Video Language Planning

[ llm  multimodal  deep-learning  robot  plan  ]

This is my reading note for Video Language Planning. This paper proposes to combine a video-language model and text to video generation model for visual planning: video-language models creates a execution plan given an image as current state and a text as the goal; text-to-video generation model generates a video given the plan; finally video-language models validated the plan via the generated videos.


To this end, we present video language planning (VLP), an algorithm that consists of a tree search procedure, where we train (i) vision-language models to serve as both policies and value functions, and (ii) text-to-video models as dynamics models.

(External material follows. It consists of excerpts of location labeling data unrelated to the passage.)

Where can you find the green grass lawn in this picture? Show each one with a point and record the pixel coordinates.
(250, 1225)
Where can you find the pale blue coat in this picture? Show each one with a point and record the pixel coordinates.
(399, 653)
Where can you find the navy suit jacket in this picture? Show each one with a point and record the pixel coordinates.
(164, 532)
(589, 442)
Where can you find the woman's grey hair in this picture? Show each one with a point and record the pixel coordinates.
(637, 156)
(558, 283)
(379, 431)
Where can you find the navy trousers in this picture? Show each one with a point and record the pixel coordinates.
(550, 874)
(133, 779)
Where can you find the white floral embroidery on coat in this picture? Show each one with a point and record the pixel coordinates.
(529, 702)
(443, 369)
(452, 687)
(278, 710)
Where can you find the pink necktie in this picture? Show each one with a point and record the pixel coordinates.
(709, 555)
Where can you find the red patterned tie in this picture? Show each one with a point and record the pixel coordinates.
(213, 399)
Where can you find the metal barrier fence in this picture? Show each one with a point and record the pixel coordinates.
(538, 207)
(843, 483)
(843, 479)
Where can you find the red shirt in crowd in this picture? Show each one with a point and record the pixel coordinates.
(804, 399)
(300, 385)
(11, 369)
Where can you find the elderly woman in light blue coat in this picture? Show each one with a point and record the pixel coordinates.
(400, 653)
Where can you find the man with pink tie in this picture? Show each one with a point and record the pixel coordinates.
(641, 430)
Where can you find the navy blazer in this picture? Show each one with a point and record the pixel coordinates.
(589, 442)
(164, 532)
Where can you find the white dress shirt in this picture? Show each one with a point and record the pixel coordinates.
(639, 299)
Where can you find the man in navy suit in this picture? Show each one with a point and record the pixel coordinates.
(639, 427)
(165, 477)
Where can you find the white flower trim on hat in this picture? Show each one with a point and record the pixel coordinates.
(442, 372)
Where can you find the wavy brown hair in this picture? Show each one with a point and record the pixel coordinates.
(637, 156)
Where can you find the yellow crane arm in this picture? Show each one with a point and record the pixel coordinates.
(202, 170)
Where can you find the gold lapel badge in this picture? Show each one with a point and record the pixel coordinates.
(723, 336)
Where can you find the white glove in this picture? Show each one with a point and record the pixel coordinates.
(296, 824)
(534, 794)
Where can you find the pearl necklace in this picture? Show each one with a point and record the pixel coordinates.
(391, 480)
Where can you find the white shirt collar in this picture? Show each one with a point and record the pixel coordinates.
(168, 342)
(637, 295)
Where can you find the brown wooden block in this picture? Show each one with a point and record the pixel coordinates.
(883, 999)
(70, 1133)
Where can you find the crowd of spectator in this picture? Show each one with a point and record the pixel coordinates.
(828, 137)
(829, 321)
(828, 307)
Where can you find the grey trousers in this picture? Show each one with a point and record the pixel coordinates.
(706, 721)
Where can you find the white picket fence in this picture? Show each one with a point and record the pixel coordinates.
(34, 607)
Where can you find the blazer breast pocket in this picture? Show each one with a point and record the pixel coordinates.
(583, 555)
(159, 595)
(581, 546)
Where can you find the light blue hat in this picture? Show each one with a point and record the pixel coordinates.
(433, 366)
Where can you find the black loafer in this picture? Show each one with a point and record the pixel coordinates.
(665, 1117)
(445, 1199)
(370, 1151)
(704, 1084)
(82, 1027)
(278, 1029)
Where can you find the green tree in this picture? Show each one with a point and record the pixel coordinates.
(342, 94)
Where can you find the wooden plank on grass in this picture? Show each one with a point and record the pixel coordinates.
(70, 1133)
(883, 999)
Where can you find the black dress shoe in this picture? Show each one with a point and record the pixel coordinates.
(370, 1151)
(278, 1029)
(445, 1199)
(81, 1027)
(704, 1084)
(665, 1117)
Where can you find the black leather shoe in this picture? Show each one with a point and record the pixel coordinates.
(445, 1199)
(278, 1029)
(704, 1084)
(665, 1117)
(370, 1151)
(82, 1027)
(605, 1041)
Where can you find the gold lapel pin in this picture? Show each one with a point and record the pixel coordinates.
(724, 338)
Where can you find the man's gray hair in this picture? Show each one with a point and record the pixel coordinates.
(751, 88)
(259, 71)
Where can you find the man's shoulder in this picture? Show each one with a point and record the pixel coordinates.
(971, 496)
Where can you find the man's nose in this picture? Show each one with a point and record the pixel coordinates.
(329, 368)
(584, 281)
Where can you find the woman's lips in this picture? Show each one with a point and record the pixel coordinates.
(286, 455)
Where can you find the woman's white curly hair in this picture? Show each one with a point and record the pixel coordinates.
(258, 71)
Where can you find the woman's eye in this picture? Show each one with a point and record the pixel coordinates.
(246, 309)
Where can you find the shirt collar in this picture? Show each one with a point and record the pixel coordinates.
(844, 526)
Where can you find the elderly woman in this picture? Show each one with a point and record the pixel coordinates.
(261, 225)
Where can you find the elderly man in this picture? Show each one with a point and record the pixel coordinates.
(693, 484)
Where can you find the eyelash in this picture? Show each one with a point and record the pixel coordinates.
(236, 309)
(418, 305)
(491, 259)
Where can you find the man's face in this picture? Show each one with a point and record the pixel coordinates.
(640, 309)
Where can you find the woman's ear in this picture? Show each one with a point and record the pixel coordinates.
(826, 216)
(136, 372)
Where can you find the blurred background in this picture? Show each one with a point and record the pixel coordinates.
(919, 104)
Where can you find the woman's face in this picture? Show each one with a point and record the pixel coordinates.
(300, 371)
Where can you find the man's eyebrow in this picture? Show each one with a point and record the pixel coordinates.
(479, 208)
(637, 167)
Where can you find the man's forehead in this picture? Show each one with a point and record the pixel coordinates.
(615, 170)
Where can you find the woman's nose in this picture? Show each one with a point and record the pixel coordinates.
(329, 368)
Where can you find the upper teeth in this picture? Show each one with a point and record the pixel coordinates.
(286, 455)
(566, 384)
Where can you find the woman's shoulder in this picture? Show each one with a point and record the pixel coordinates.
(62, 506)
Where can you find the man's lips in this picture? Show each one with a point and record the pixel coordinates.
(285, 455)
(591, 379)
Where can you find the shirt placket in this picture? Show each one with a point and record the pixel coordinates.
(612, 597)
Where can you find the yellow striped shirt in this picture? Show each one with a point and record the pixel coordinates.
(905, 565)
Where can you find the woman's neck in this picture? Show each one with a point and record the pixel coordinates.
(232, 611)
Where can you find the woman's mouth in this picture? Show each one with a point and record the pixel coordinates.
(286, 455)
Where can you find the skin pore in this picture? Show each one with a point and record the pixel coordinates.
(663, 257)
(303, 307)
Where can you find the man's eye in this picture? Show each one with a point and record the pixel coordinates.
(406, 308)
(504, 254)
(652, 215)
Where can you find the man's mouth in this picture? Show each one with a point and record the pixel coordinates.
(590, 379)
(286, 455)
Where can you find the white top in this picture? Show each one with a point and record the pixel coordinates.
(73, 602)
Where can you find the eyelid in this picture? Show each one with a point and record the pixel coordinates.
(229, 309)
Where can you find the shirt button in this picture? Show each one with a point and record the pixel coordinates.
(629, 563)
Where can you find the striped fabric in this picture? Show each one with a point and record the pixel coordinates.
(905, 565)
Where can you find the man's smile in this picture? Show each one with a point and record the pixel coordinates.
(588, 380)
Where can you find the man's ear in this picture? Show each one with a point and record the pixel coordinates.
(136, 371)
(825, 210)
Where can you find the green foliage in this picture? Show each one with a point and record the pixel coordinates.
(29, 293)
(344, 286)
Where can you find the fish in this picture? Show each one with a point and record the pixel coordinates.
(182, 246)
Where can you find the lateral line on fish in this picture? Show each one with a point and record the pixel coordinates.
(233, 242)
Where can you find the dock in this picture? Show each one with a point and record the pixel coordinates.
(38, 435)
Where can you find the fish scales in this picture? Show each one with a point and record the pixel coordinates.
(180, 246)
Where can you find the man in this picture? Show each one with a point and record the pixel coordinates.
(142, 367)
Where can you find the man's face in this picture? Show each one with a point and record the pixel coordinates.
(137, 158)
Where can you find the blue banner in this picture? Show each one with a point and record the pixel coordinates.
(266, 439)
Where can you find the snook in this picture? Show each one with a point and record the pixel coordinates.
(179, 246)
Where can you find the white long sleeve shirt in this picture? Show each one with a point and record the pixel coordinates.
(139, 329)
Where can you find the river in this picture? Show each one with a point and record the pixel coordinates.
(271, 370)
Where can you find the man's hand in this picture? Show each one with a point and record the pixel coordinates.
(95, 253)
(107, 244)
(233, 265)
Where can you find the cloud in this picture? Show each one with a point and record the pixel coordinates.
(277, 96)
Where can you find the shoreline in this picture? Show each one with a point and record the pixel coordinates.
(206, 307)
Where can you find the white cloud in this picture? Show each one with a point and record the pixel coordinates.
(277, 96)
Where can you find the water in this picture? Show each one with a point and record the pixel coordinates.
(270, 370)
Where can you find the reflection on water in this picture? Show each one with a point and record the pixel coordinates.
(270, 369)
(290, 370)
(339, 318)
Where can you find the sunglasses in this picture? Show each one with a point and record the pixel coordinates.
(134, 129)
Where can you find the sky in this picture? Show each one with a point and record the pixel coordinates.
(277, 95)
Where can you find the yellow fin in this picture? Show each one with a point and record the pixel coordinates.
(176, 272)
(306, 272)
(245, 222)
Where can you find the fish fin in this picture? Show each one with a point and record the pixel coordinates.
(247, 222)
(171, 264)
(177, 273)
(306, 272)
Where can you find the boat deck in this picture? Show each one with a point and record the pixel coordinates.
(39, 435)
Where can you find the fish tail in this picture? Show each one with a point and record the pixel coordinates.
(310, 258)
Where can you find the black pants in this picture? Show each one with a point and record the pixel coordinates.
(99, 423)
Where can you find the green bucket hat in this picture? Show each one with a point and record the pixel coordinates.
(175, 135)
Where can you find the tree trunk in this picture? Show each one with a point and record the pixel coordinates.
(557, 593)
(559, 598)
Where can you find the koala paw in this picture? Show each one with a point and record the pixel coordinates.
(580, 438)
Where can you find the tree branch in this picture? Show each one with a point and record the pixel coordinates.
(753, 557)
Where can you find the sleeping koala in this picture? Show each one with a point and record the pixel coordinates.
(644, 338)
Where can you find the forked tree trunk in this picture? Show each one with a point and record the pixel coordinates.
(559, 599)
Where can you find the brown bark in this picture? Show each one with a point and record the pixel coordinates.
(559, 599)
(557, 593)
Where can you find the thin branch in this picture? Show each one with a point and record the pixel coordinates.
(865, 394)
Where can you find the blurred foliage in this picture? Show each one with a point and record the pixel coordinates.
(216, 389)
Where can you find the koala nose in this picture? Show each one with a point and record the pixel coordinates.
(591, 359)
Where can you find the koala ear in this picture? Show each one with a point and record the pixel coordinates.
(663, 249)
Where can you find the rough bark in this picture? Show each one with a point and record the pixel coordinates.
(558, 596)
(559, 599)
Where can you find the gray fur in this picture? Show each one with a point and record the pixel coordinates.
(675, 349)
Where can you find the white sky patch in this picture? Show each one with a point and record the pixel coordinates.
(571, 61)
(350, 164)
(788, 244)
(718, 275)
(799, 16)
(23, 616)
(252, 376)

VLP takes as input a long-horizon task instruction and current image observation, and outputs a long video plan that provides detailed multimodal (video and language) specifications that describe how to complete the final task. (p. 1)

Generated video plans can be translated into real robot actions via goal-conditioned policies, conditioned on each intermediate frame of the generated video. (p. 1)

Intelligently interacting with the physical world involves planning over both (i) high-level semantic abstractions of the task (i.e., what to do next), as well as the (ii) low-level underlying dynamics of the world (i.e., how the world works). Factorizing the planning problem into two parts, one driven by task-specific objectives and the other a task-agnostic modeling of state transitions, is an idea that is pervasive and fundamental. (p. 1)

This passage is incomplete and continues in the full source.